The municipal elite of Aquileia

The city of Aquileia, in the northeastern region of Italy, Venetia, was one of the great cities of Italy; Ausonius praised its walls and harbours, ranking the city fourth in Italy and ninth in the empire when he wrote his Ordo urbium (c. 388). Aquileia had grown, benefiting from being a transit point in trade between the transalpine regions and the Mediterranean; goods produced in the northern regions passed through Aquileia on to the Eastern empire and on to Rome, Africa or Illyria.31 Aquileia, like its surrounding cities, attracted a good number of immigrants, especially Jews and Greek-speaking Easterners, among whom Syrians are most widely attested. Some 10-20 per cent of the population of Aquileia and of this region is estimated to have been Greek-speaking Easterners and Diaspora Jews in the early fourth century.32 This influx of immigrants, attested by inscriptions with Greek, Syrian and Jewish names, helps to explain the religious fabric of the region. In addition to Jews and Christians, a wide variety of mystery cult devotees appear here in the third and fourth centuries.33 The Christian community in the late third century and continuing into the fourth century included a number of these Eastern immigrants. Some of these were fairly wealthy, or at least that is what the late third-century Bishop Victorinus of nearby Poetovium (modern-day Ptuj) indicates.34 With wealth comes respectability, and some of these Christians were likely members of the local elite.
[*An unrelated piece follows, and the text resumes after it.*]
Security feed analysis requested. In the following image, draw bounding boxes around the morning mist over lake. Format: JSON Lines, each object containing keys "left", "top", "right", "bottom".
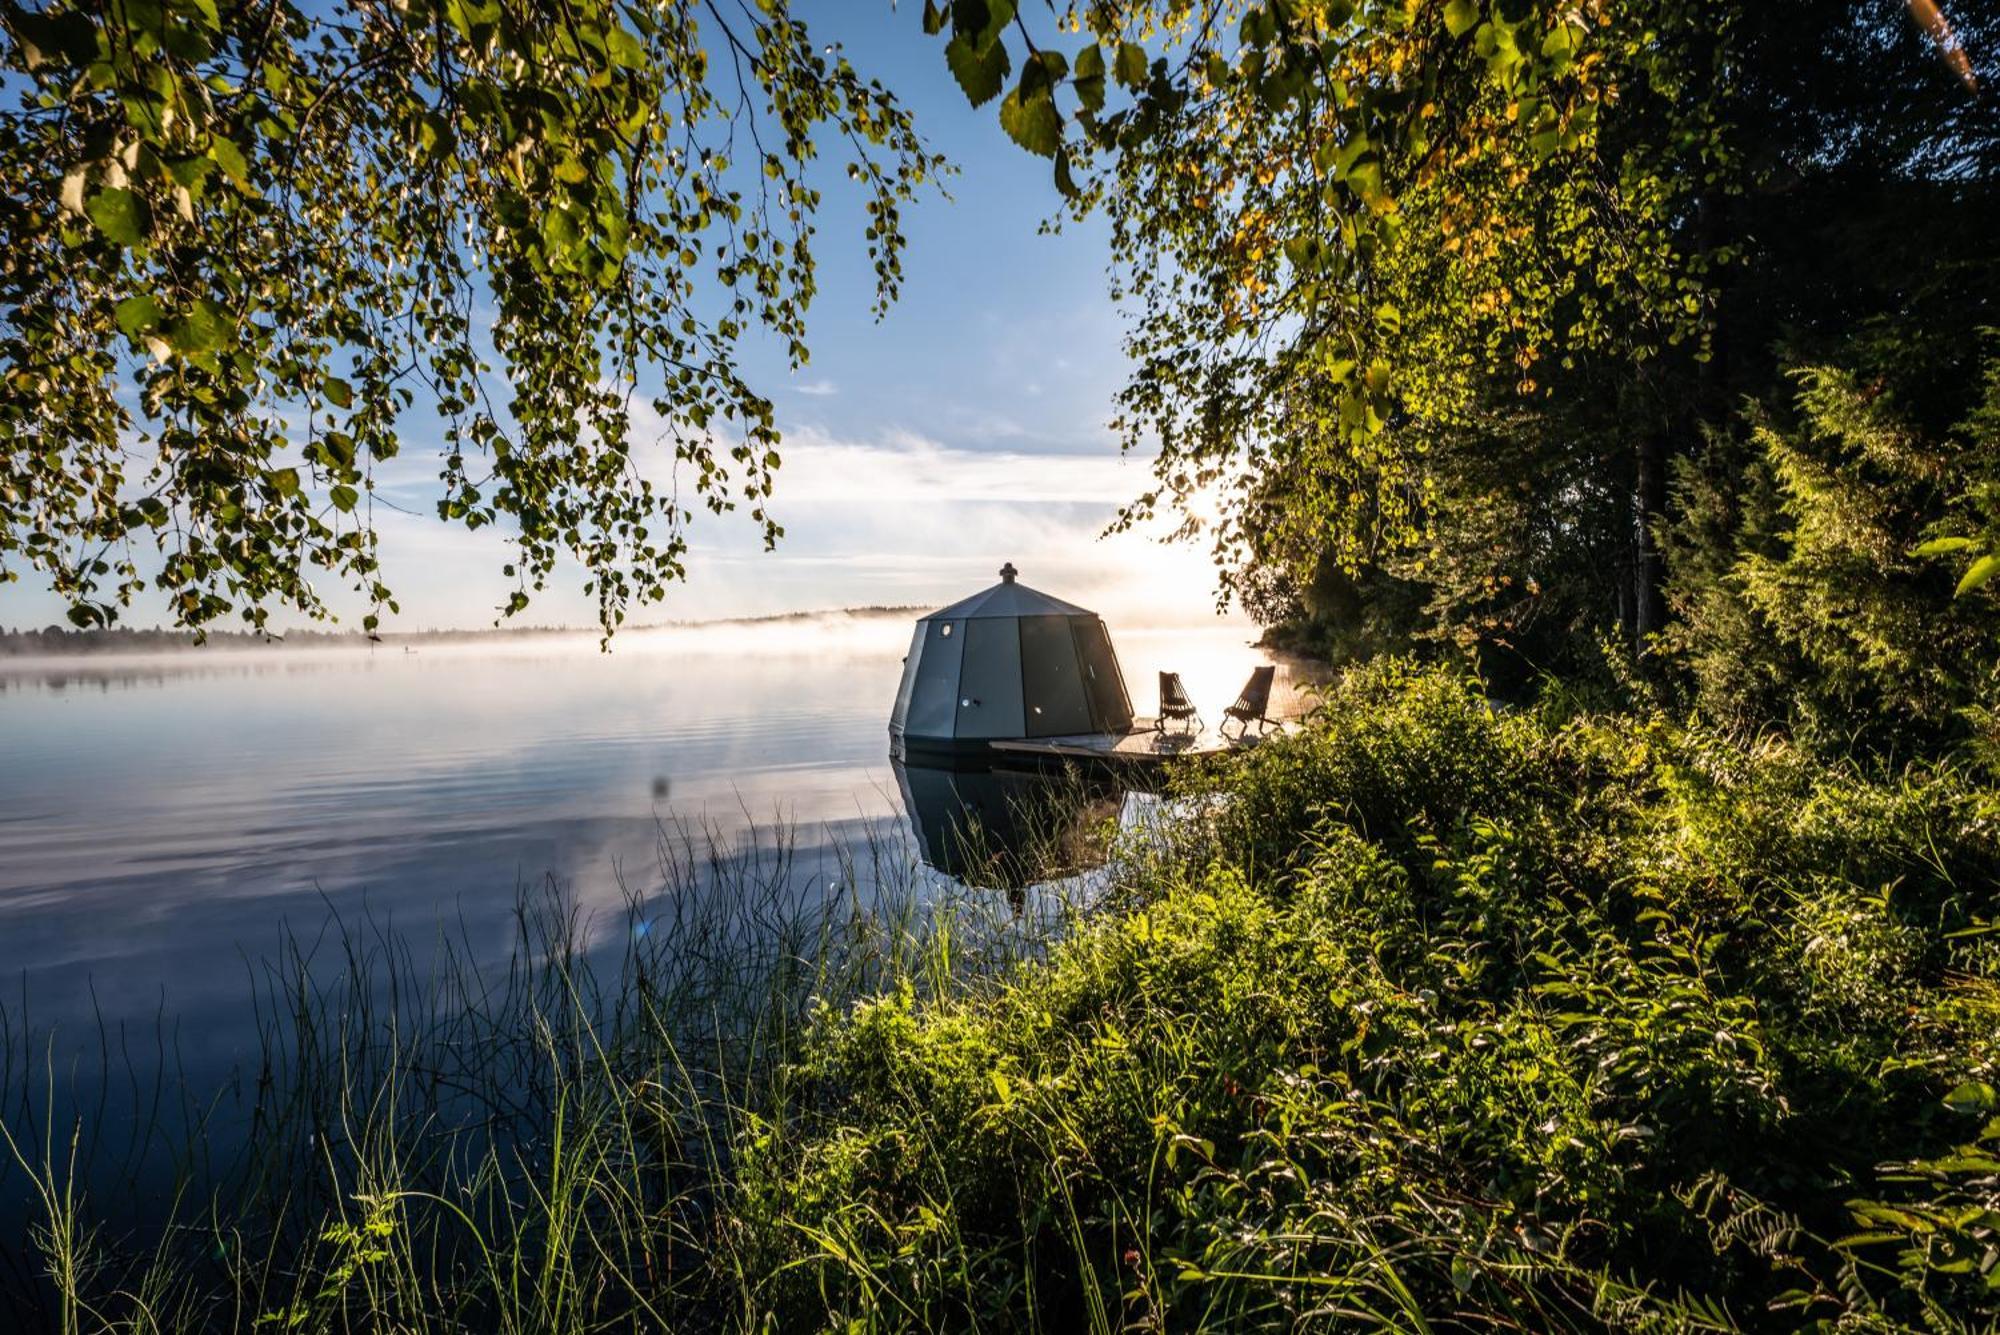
{"left": 5, "top": 0, "right": 1999, "bottom": 1329}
However, wealthy Christian notables, whoever and how many, are not recorded for Aquileia, and as in Rome there are no major public places of worship or titular churches attested for the Christian community there until the time of Constantine. Only with the Edict of Milan did the Christian community in Aquileia and its bishop set about building large-scale public places of worship. The growing numbers of Christians and rising basilicas contributed to Aquileia's reputation, in our ancient sources, as the first centre of westward expansion for Italian Christianity.35 By the second decade of the fourth century, we can identify wealthy Christian laypeople acting as patrons; some of these were presumably members of the municipal elite since they are not attested as holders of senatorial status.

31 Lellia Cracco Ruggini, 'Religiosita e chiese nelle Venezie', 31.

32 R. Bratoz, II cristianesimo Aquileiese, 471-6.

33 M. C. Budischovsky, 'Dieux et cultes d'origine egyptienne'.

34 See Victorinus of Poetovium, On the apocalypse 3.3 (SC 423: 62.1-7).

35 R. Lizzi, Ambrose's contemporaries', 164.